At the end of last year the logistics faculty of South Africa’s Stellenbosch University presented its latest logistics barometer. It includes’ calculations of the costs generated in 2014, an estimate of the same for 2015 and a look at the likely results for 2016. The calculations are based on an extensive set of data built up over 20 years of research into freight volumes and freight flows in South Africa. The researchers have further refined the logistics cost calculations over the past 13 years to make them more reliable.
The relationship between South Africa’s gross domestic product (GDP)and the nation’s overall logistics costs per twelve months have been the subject of the authors’ special attention. According to professor Jan Havenga, one of the pioneering logistics costs researchers at Stellenbosch University, “the research has shown that the relationship between national logistics costs and GDP, having improved for many years, has now been moving in the wrong direction for the past five to six years.”
Logistics costs as a proportion of GDP
The figures show that total costs generated by the industry in 2014 came to approximately EUR 29.7 billion, which the scientists reported accounted for an 11.2% share of South Africa’s GDP. For 2015 the authors expect logistics’ total costs to increase to about EUR 32.6 billion, and then to around EUR 34.6 billion for 2016, which would correspond to an 11.8% share of total GDP.
Taking a closer look at 2014, it is noticeable that more than half of the costs incurred that year (57%), arise from the actual transportation of the goods.
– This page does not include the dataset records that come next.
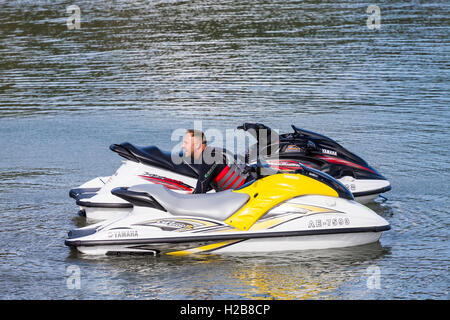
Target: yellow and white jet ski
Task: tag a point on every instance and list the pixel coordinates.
(296, 211)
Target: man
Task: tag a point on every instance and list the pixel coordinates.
(215, 169)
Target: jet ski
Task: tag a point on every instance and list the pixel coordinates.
(141, 165)
(287, 151)
(307, 209)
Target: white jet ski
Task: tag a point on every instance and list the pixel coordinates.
(296, 211)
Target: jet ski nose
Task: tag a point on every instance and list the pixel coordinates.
(81, 232)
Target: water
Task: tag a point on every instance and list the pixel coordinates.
(136, 71)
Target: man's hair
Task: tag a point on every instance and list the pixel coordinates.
(197, 134)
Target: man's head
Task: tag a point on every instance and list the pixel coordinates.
(194, 142)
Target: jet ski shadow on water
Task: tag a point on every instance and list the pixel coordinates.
(307, 209)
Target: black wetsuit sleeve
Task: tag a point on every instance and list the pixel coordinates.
(206, 174)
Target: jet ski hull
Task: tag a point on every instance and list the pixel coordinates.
(102, 205)
(302, 223)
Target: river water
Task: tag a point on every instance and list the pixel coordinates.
(138, 70)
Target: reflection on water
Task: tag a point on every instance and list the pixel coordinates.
(313, 274)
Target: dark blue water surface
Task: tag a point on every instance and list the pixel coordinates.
(138, 70)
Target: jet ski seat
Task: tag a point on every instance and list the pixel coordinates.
(218, 205)
(153, 156)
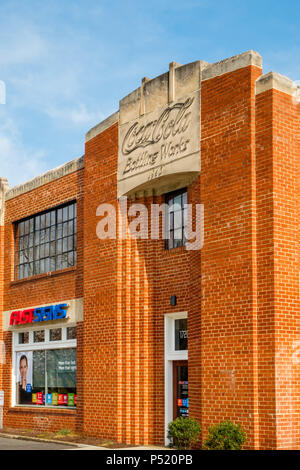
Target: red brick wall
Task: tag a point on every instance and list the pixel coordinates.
(277, 147)
(41, 289)
(228, 266)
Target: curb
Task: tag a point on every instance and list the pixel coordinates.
(39, 439)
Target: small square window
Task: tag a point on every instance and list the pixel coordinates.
(39, 336)
(24, 338)
(71, 332)
(55, 334)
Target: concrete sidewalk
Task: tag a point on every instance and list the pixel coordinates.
(55, 444)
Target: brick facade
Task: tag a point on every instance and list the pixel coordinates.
(240, 291)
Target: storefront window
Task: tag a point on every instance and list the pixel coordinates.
(24, 338)
(181, 335)
(46, 376)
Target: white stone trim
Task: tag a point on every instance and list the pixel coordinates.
(231, 64)
(4, 186)
(276, 81)
(51, 175)
(102, 126)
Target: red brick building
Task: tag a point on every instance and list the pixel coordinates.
(93, 331)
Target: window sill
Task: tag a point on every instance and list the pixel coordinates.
(41, 409)
(178, 249)
(43, 276)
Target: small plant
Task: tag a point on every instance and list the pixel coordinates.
(225, 436)
(64, 432)
(183, 432)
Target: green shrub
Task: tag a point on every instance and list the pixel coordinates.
(225, 436)
(183, 432)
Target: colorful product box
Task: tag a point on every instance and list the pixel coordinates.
(71, 401)
(39, 398)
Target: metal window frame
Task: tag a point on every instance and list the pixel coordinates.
(36, 232)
Investment costs account for 15.2% of the total, warehousing costs for 14.6% and management and administrative costs for 13.5%.
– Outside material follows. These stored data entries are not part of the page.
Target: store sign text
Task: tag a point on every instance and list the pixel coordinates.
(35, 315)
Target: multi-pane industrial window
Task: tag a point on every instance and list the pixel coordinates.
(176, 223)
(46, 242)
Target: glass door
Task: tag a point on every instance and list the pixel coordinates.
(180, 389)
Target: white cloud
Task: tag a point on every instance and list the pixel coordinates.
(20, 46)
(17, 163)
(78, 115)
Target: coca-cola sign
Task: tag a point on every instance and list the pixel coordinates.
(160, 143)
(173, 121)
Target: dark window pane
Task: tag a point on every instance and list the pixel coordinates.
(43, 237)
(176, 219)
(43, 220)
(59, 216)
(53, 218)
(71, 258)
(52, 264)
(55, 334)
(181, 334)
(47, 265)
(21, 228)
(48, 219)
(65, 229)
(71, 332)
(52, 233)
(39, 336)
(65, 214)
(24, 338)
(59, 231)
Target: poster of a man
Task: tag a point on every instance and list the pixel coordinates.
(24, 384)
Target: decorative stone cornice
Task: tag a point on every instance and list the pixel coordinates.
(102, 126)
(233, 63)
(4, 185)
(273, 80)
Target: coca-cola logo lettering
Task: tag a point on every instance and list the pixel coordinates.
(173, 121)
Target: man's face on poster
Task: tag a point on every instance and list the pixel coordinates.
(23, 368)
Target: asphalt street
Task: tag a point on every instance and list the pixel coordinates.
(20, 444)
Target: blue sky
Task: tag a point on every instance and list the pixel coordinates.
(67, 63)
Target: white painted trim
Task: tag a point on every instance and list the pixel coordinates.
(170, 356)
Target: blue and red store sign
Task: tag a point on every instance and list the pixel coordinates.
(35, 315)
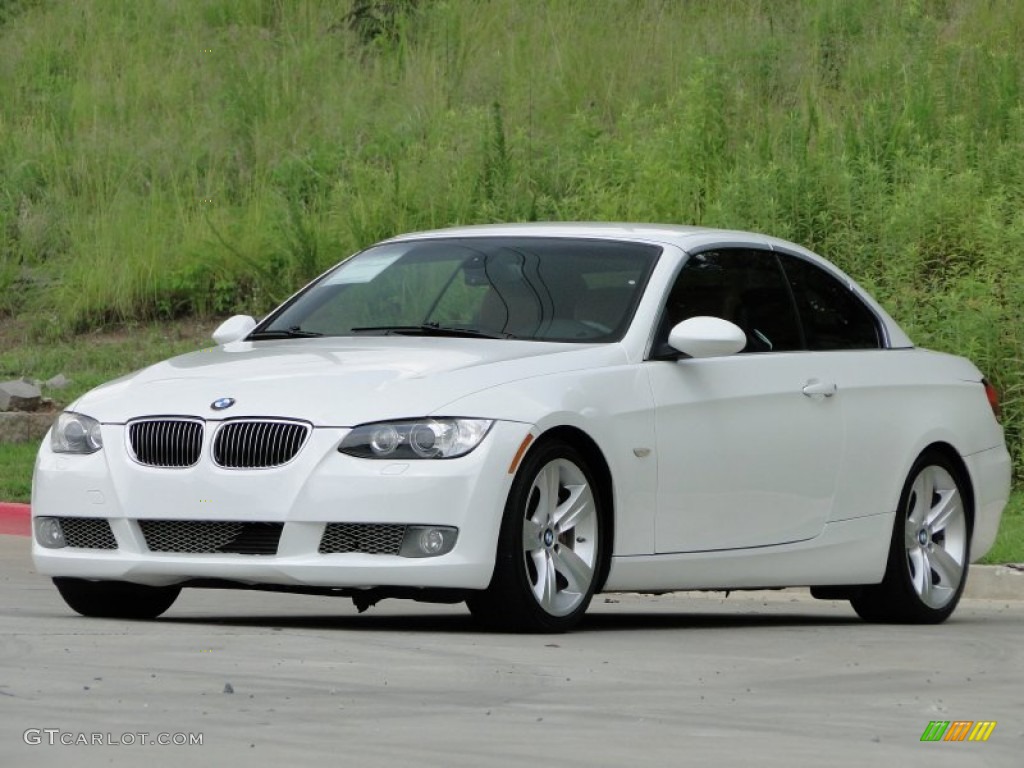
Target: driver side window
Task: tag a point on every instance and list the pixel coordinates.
(745, 287)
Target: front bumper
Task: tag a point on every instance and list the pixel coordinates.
(317, 487)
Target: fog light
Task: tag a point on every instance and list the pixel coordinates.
(428, 541)
(49, 534)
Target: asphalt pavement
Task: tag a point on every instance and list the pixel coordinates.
(775, 679)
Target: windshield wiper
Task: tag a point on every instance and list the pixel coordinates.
(431, 329)
(292, 333)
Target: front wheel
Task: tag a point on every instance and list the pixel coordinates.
(116, 599)
(550, 548)
(930, 549)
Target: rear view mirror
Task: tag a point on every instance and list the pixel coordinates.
(233, 329)
(707, 337)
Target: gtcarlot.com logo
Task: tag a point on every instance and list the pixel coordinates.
(55, 736)
(958, 730)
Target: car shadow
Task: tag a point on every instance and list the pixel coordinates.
(456, 623)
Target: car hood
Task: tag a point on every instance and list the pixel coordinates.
(336, 381)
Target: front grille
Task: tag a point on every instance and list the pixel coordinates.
(371, 539)
(88, 532)
(211, 537)
(258, 444)
(174, 442)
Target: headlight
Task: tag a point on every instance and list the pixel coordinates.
(76, 433)
(421, 438)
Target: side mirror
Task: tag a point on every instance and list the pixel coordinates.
(707, 337)
(233, 329)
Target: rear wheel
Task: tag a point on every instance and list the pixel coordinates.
(116, 599)
(551, 547)
(930, 549)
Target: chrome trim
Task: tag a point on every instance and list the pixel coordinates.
(165, 441)
(254, 442)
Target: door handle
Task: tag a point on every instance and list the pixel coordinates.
(817, 389)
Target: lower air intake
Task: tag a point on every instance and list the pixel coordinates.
(369, 539)
(212, 537)
(88, 532)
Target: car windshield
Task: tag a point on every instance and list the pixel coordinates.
(542, 289)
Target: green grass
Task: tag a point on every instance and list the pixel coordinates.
(1009, 545)
(206, 158)
(15, 470)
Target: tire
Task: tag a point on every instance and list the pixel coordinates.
(929, 554)
(116, 599)
(551, 547)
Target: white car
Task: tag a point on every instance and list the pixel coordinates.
(521, 416)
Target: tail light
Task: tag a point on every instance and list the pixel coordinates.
(993, 398)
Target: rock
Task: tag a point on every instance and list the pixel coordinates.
(20, 427)
(58, 382)
(19, 395)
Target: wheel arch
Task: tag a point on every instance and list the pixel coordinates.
(583, 442)
(952, 456)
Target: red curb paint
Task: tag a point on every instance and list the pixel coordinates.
(14, 519)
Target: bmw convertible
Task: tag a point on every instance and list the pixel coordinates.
(519, 417)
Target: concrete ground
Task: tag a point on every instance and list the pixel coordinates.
(775, 679)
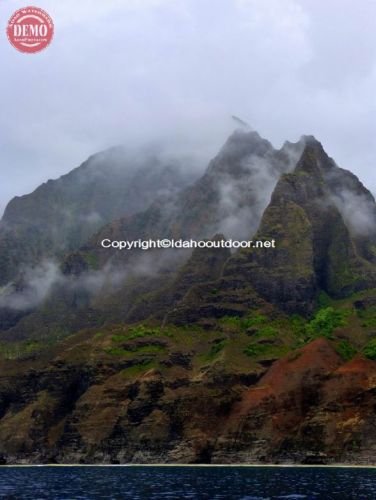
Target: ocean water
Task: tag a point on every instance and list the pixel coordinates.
(114, 482)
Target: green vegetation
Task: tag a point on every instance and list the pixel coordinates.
(265, 350)
(138, 368)
(136, 349)
(368, 317)
(370, 349)
(243, 323)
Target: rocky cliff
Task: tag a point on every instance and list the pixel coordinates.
(262, 355)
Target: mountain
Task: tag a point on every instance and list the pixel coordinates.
(259, 355)
(62, 214)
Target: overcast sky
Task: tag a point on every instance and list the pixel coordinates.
(131, 71)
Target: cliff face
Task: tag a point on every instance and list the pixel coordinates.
(62, 214)
(260, 355)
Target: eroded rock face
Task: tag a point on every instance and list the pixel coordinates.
(198, 360)
(308, 407)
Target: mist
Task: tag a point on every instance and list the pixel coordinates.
(171, 71)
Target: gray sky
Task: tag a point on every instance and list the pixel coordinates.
(138, 70)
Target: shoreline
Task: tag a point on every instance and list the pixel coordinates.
(310, 466)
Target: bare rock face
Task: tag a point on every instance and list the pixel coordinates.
(316, 247)
(263, 355)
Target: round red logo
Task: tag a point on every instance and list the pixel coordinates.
(30, 30)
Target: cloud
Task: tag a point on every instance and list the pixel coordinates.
(172, 70)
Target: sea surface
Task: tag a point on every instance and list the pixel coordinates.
(138, 482)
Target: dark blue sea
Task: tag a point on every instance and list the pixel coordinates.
(114, 482)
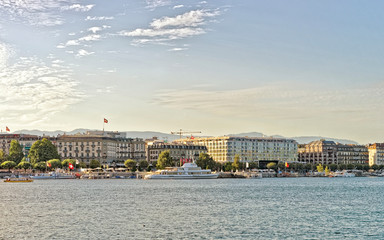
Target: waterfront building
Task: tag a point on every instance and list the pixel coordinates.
(329, 152)
(25, 140)
(180, 152)
(250, 149)
(109, 148)
(376, 154)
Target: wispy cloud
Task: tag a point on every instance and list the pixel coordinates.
(172, 28)
(78, 7)
(77, 42)
(34, 12)
(153, 4)
(275, 102)
(83, 53)
(178, 6)
(101, 18)
(32, 91)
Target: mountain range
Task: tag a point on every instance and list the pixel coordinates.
(171, 137)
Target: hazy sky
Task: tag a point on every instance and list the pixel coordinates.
(278, 67)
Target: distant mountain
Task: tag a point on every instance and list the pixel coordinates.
(171, 137)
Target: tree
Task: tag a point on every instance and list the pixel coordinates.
(55, 163)
(130, 164)
(24, 165)
(205, 161)
(165, 160)
(40, 166)
(8, 164)
(227, 166)
(65, 162)
(15, 152)
(42, 151)
(271, 165)
(320, 168)
(143, 164)
(94, 163)
(3, 156)
(236, 162)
Most of the transport costs were accounted for by road haulage in 2014; 83% of the total. 15% of all costs were down to railfreight operations and 2% to pipelines. Outlays on fuel represented road haulage’s largest cost factor.
Call for better training
Besides analysing the country’s transport costs the authors have also identified the need for skills development in the nation’s logistics companies. They have established a “looming threat to the future of the South African supply chain generation, due to a lack of practical knowledge and skills transfer in the work environment, as well as sub-standard basic education and underperforming higher education.”
There are some very commendable initiatives by major logistics providers in South Africa relating to training and skills development, the researchers added, but the country nevertheless needs a renewed focus on these areas to support the industry’s ability to compete.